A quote that she wrote that was shared at the wake last week was:
"People say life is too short, I say life is too long"
I can only imagine how long life must have been for her, but the one thing that I do know is, she fought for whatever good day she could have, and always held the hope that the next day would be better the painful one she was dealing with at that moment.
Many times in conversation with her, the only thing she wished for was to just get up and walk - go out the front door - get in the car - and go wherever she wanted to go!
I believe today in this moment she is roaming the heavens hand in hand with those who awaited her arrival. She is no longer confined - she is free.
Being confined to bed for so long, she didn't have much, but she made the best of the space and things she did have. She made the best out of the small space of life she did have, and that is what made her amazing! She did the best she could with what life handed her and never gave up to have one good day over the next.

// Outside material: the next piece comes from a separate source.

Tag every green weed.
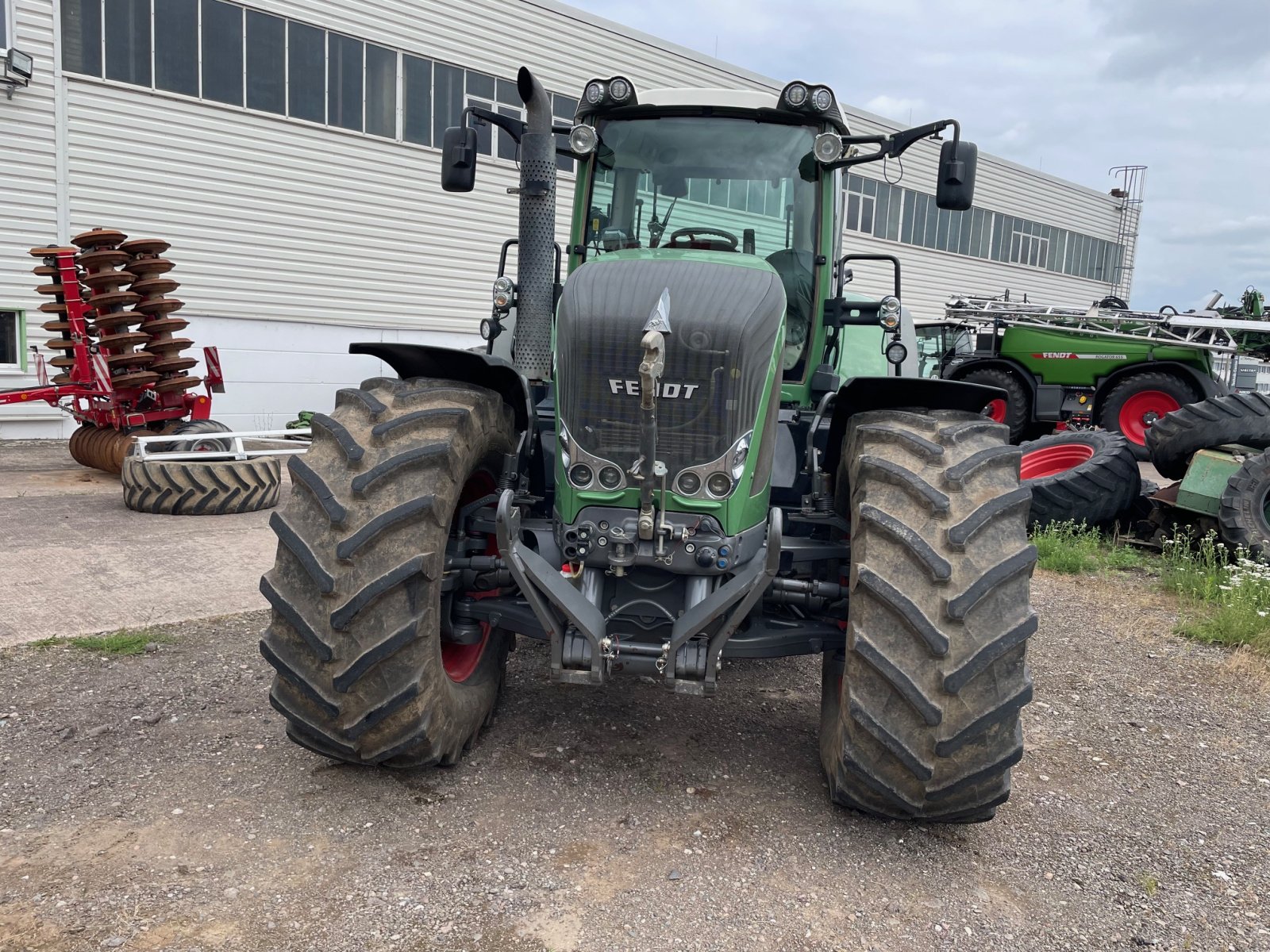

She loved to be creative and artistic. She loved doing things with her IPAD. She loved to draw, doodle, do puzzles and create amazing poems. She loved pinterest where she could be creative and imaginary with the things she wished for and wanted. I smile when I think of the things she wanted to do, because I knew if she could, she would have done them.
She would go on Facebook every day and leave positive faithful quotes reminding all of us to "never take life for granted" as she knew what that meant to be confined to only very few things she "could" do - Reminding us all that what we have is so precious and how she would do anything to do the very things we could do everyday - but never made us feel guilty for any of it. She smiled and took what she did have and made the best of it. That was my mom!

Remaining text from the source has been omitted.